We installed MX software in a HPC environment using Easybuild and called the installation PReSTO. Large HPC clusters, called supercomputers essentially consist of a login node and many compute nodes. At NSC Triolith, login and compute nodes have 16 cores each while at LUNARC Aurora the login node has 40 cores, and the compute nodes 20 cores. Typical HPC workflows involve using the login node to edit sbatch scripts and submit the sbatch script via a scheduling system to one or several compute nodes available. Both Triolith and Aurora use slurm for compute jobs scheduling where the queue is controled by a fairshare algoritm. The algoritm gives queue priority according to how much compute time has been spend for project A in comparison with jobs scheduled for project B etc.
When sharing compute time of a common project the workflow of the individual users have to be adapted not to waste compute time and getting the most out of each session. Questions will arise like:
The correct answer to these set of questions depend on the problem at hand, the software in question and will change due to software upgrades etc. however asking for just right amount of cores and compute time for the compute job at hand is the key to an efficient HPC workflow.
Simply join the academic PReSTO project and once a member the thinlinc application from cendio can be downloaded and installed on any Linux/Mac/Windows computer and enable convenient access to Triolith and Aurora. After thinlinc login to Triolith/Aurora you get a linux desktop environment giving you the impression that you just login to your own linux workstation.

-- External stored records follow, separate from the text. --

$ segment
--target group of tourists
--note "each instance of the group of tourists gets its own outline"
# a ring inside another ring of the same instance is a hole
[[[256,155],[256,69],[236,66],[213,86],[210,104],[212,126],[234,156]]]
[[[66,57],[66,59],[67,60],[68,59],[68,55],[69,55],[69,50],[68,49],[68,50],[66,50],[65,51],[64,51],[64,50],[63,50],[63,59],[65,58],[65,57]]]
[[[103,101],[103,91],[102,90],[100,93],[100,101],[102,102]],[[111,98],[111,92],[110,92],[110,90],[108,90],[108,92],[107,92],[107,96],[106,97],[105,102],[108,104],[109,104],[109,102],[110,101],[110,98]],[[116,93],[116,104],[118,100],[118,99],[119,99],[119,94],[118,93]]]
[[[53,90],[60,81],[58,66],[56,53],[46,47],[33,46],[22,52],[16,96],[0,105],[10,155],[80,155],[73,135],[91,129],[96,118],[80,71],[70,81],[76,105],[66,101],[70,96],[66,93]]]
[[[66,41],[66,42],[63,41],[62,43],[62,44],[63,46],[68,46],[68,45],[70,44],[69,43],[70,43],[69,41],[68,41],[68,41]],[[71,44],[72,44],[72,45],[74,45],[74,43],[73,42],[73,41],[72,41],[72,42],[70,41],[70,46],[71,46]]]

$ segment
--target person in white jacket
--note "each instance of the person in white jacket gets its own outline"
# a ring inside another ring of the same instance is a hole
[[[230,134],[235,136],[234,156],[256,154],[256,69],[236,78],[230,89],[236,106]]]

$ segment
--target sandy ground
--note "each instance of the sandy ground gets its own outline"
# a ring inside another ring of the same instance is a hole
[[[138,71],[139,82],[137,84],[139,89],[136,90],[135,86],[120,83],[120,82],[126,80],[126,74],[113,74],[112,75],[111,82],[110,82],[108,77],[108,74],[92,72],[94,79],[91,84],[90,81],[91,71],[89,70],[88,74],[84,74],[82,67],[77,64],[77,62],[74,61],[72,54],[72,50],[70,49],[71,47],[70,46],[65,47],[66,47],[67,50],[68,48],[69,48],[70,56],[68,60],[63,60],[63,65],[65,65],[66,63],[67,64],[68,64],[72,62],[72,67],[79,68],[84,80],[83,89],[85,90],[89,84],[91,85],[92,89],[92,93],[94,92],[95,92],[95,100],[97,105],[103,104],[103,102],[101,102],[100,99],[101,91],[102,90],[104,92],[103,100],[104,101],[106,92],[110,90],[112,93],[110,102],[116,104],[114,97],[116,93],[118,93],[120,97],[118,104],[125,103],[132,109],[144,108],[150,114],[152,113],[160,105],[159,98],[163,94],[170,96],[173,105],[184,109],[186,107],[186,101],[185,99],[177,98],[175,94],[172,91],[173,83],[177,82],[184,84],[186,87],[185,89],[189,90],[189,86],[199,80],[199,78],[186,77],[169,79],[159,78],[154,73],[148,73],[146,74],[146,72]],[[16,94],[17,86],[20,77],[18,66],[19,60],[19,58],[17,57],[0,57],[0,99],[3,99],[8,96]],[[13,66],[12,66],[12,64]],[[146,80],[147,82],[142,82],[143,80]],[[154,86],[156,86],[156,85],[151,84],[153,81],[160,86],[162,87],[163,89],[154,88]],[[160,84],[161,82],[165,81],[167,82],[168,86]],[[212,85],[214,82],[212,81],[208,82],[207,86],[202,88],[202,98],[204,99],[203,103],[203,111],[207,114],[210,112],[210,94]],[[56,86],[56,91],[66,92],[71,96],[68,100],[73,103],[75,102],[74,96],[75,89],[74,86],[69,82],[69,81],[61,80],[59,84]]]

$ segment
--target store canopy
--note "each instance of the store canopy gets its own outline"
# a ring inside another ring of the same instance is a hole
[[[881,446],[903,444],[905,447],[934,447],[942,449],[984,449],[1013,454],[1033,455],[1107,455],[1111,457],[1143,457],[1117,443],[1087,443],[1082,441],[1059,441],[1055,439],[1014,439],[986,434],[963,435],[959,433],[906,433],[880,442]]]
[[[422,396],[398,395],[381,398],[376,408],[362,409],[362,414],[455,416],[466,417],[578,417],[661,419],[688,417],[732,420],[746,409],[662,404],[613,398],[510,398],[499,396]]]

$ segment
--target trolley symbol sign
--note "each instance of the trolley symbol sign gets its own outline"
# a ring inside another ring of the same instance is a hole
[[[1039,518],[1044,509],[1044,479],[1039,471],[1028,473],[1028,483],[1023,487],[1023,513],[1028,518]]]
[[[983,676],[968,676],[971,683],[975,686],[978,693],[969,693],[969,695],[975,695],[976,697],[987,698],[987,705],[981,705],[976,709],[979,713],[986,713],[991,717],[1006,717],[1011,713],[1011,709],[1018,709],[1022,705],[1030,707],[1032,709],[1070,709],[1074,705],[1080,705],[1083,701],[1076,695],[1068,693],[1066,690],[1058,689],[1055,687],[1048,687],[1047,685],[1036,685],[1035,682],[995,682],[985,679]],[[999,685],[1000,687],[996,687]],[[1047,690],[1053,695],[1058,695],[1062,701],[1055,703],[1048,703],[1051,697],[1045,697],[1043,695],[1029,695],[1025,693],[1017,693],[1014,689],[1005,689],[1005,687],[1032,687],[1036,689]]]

Many MX graphics softwares are available for interactive work such as coot for macromolecular model building, pymol/ccp4mg/chimera for making publication pictures and presentation movies, or adxv/albula for inspecting diffraction images.
Graphics softwares are preferentially launched from the PReSTO menu using accelerated gl mode by default
In some cases you may want to launch coot/pymol from a certain directory and
to use the accelerated gl mode from a terminal window one should proceed as:
Open a terminal window, go to the directory of interest and
module load CCP4 coot - at Aurora vglrun coot - at Triolith
where vglrun in front of coot is required at Triolith for open-GL acceleration of graphics, happening automatically at Aurora
To launch pymol in accelerated gl mode from a terminal window
module load PyMOL pymol - at Aurora vglrun pymol - at Triolith
The interactive softwares should be run at the login node and no compute time is crediting the PReSTO project snic2018-3-251
Some MX software GUIs are intended to prepare for a parallel compute job by highlighting the relevant input parameters and share output in shape of images instead of ASCII logfiles. There are three softwares of this kind in PReSTO being:
XDSAPP, XDSGUI and hkl2map should always be run at a compute node and by launching the software using the PReSTO menu the software selected will be launched at a compute node using a custom made dialogue box. Another advantage of using the PReSTO menu for XDSAPP, XDSGUI and hkl2map is that once jobs are finished and GUIs terminated the remaining compute time estimated in the dialogue box is saved for later use.
To launch parallel MX software at a compute node (not using PReSTO menu and not recommended)
interactive --nodes=1 --exclusive -t 1:00:00 -A snic2017-1-xxx module load XDSAPP xdsapp
The “interactive” command above reserve a compute node for 1 hour and once finished you must close the XDSAPP window and perform “exit” in the compute node terminal window to save the remaining compute time.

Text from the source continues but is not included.